Running R in batch mode
Questions
What is a batch job?
How to write a batch script and submit a batch job?
Objectives
Short introduction to SLURM scheduler
Show structure of a batch script
Examples to try
Compute allocations in this workshop
Rackham:
naiss2024-22-107
Kebnekaise:
hpc2n2024-025
Cosmos:
lu2024-7-80
Storage space for this workshop
Rackham:
/proj/r-py-jl-m-rackham
Kebnekaise:
/proj/nobackup/r-py-jl-m
Overview of the UPPMAX systems
Overview of the HPC2N system
Overview of the LUNARC system
Any longer, resource-intensive, or parallel jobs must be run through a batch script.
The batch system used at UPPMAX, HPC2N, and LUNARC (and most other HPC centres in Sweden) is called Slurm.
Slurm is an Open Source job scheduler, which provides three key functions
Keeps track of available system resources
Enforces local system resource usage and job scheduling policies
Manages a job queue, distributing work across resources according to policies
In order to run a batch job, you need to create and submit a SLURM submit file (also called a batch submit file, a batch script, or a job script).
Guides and documentation at: https://docs.hpc2n.umu.se/documentation/batchsystem/intro/ and https://docs.uppmax.uu.se/cluster_guides/slurm/ and https://lunarc-documentation.readthedocs.io/en/latest/manual/manual_intro/
Workflow
Write a batch script
Inside the batch script you need to load the modules you need (R and any prerequisites)
If you are using any own-installed packages, make sure R_LIBS_USER is set (export R_LIBS_USER=/path/to/my/R-packages)
Ask for resources depending on if it is a parallel job or a serial job, if you need GPUs or not, etc.
Give the command(s) to your R script
Submit batch script with
sbatch <my-batch-script-for-R.sh>
Common file extensions for batch scripts are .sh
or .batch
, but they are not necessary. You can choose any name that makes sense to you.

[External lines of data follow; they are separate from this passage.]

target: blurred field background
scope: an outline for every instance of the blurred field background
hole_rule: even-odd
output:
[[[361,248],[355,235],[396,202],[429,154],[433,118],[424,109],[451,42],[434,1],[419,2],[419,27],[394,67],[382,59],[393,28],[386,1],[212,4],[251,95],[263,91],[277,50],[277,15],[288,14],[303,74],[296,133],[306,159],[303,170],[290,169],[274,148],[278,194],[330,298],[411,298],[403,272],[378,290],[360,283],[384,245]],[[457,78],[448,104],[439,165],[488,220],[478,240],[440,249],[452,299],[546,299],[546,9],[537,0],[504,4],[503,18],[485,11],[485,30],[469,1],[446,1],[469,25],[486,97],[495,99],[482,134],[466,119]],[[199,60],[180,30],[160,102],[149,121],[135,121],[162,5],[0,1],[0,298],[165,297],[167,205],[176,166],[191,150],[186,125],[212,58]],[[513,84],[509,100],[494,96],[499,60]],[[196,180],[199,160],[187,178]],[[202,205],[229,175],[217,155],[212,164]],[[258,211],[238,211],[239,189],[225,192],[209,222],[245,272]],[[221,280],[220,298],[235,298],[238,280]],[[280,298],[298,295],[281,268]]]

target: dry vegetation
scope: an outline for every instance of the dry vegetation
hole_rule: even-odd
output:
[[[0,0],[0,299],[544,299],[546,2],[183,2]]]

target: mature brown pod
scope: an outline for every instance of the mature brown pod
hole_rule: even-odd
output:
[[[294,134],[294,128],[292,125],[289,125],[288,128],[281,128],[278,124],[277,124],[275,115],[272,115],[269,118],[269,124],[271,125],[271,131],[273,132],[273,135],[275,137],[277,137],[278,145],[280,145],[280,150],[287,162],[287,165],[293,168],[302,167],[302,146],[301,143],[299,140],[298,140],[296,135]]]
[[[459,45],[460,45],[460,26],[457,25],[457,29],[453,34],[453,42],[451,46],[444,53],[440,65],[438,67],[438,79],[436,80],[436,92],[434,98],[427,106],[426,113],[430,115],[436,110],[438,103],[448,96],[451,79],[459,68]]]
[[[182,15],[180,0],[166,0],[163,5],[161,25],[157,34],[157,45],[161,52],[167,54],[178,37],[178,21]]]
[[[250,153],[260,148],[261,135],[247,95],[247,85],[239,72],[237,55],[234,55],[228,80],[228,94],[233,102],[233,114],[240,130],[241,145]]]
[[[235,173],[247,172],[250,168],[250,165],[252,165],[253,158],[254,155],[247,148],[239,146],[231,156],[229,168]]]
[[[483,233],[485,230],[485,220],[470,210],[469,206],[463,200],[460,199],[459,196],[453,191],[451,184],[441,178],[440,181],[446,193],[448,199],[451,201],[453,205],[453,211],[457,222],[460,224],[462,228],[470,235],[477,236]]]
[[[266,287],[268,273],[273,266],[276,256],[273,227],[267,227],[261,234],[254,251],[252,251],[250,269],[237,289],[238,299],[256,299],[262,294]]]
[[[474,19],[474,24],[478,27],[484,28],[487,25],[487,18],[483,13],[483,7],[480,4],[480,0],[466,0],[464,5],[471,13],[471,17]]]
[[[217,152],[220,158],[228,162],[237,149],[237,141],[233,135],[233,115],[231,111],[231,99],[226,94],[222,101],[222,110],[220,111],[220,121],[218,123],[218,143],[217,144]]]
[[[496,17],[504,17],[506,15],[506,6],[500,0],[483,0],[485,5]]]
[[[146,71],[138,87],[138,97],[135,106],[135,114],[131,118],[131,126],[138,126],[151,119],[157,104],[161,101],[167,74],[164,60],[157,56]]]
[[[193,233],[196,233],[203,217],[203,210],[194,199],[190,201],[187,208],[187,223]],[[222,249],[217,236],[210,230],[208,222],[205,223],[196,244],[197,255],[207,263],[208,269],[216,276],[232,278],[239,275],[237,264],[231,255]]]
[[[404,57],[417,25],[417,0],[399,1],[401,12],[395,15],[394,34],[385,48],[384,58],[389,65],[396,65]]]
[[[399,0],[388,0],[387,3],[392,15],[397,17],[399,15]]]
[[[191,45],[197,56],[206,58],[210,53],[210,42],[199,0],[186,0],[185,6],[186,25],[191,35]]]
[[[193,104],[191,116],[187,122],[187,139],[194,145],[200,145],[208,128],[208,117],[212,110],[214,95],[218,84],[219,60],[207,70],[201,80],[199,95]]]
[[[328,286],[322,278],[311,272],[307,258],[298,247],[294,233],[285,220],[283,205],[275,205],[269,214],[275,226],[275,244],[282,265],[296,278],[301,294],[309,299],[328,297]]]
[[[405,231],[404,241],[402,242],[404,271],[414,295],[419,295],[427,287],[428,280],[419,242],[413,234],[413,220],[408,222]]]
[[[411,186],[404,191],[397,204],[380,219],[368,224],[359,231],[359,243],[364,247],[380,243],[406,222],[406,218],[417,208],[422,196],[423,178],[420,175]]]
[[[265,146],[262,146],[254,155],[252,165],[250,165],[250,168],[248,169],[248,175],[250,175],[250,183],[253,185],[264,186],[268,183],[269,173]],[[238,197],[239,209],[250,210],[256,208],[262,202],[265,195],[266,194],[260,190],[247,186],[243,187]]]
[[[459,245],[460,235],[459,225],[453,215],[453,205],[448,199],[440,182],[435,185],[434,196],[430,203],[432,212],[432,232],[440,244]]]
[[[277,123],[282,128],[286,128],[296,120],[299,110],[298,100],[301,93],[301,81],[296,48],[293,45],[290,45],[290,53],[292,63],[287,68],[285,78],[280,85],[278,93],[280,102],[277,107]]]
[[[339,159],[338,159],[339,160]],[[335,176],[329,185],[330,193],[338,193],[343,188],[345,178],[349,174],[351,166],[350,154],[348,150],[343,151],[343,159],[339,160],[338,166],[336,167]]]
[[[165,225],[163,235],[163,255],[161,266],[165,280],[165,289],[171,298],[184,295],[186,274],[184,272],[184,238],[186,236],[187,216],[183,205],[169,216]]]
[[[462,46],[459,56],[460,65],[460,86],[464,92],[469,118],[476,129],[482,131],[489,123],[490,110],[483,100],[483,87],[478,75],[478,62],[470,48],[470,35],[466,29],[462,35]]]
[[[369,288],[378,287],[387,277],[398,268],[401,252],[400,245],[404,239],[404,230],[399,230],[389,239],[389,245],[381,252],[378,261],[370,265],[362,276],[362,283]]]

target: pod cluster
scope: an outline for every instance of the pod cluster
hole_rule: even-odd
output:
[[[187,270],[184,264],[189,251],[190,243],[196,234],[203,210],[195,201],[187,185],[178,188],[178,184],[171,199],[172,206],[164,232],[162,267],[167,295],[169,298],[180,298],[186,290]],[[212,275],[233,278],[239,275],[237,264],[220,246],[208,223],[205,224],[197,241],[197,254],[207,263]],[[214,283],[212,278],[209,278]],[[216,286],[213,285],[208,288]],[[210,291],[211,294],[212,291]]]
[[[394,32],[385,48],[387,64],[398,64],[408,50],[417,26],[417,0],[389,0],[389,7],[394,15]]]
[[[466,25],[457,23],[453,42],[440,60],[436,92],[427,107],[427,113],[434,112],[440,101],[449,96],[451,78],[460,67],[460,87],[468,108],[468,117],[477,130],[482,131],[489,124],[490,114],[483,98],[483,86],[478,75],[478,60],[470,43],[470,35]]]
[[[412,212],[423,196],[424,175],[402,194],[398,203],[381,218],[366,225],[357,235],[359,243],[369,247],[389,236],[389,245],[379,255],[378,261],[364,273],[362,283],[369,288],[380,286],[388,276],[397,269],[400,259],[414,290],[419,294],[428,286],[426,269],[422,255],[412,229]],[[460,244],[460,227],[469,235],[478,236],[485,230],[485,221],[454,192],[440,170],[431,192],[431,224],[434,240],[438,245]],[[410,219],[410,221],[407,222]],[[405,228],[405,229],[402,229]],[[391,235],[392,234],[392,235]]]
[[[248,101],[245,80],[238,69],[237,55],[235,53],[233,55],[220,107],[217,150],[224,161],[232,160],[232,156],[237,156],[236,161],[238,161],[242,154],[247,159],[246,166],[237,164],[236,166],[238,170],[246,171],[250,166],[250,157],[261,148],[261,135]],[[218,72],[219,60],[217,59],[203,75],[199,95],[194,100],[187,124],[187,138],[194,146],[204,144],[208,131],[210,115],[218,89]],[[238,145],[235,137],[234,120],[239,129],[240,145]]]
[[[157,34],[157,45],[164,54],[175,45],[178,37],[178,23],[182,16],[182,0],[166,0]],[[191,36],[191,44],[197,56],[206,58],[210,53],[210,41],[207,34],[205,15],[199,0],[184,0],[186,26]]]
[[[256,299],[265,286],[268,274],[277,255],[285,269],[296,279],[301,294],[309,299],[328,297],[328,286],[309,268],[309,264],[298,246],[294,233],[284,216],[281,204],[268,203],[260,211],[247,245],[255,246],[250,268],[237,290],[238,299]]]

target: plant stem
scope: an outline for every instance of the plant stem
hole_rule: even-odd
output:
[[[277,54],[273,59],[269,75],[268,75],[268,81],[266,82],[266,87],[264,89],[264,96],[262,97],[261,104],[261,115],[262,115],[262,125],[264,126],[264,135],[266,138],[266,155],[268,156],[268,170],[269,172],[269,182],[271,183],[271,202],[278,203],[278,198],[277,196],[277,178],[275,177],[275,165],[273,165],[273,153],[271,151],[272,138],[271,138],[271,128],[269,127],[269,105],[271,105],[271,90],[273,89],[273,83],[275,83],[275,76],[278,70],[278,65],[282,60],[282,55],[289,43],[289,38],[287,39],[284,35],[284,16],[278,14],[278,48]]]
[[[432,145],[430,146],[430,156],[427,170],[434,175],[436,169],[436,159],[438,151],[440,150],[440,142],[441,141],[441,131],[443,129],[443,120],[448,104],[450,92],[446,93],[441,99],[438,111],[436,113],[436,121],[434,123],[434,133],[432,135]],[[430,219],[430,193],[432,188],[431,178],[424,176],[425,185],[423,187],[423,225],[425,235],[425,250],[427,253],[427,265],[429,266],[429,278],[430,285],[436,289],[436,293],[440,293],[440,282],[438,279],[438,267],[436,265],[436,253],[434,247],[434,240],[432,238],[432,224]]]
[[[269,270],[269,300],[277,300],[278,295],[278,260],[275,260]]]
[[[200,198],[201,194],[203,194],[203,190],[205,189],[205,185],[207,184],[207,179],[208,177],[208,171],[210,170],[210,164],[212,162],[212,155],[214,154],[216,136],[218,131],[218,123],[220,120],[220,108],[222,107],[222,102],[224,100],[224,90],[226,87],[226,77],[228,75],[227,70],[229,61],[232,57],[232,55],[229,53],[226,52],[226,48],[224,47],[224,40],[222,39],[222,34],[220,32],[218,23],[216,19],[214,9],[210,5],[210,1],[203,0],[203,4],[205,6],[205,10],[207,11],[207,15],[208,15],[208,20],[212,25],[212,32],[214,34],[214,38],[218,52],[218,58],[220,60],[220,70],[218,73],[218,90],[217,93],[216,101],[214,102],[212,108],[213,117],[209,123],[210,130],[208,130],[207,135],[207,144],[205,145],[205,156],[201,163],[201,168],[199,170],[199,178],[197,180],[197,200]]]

Useful commands to the batch system
Submit job:
sbatch <jobscript.sh>
Get list of your jobs:
squeue -u <username>
Check on a specific job:
scontrol show job <job-id>
Delete a specific job:
scancel <job-id>
Useful info about a job:
sacct -l -j <job-id> | less -S
Url to a page with info about the job (Kebnekaise only):
job-usage <job-id>
Keypoints
The Slurm scheduler handles allocations to the calculation nodes
Interactive sessions was presented in the previous presentation
Batch jobs runs without interaction with the user
- A batch script consists of a part with Slurm parameters describing the allocation and a second part describing the actual work within the job, for instance one or several R scripts.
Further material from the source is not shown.